On 05/01/2014 10:25 AM, Ben Laurie wrote:
On 1 May 2014 08:19, James A. Donald <[email protected]> wrote:
On 2014-04-30 02:14, Jeffrey Goldberg wrote:

On 2014-04-28, at 5:00 PM, James A. Donald <[email protected]> wrote:

Cannot outsource trust  Ann usually knows more about Bob than a distant
authority does.


So should Ann verify the fingerprints of Amazon, and Paypal herself?


Ann should be logging on by zero knowledge password protocol, so that the
entity that she logs on to proves it already knows the hash of her password.

EXACTLY!!!

ZKPP has to be in the browser chrome, not on the browser web page.

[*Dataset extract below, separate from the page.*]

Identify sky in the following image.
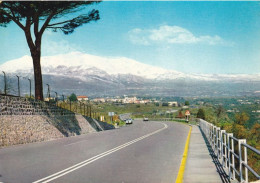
[0,1,260,74]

This seems obvious, but experiments show users do not understand it.
We have yet to find a satisfactory answer to a trusted path for
ordinary users.

So where it really mattered we got two-factor authentication (by mobile phone) instead. I like the trade-off. Using another untrusted path on a different network and machine for a probabilistic guarantee seems more reasonable to me than trying to build a trusted path on a single machine, which was ambitious at the best of times, before we knew for a fact that we can not trust a single embedded integrated circuit in any device in the world. And that is not even considering the usability and accessibility issues of all the fancy trusted path solutions that I've seen.

Security researchers can not even guarantee that the status light of the camera is on when it is recording images.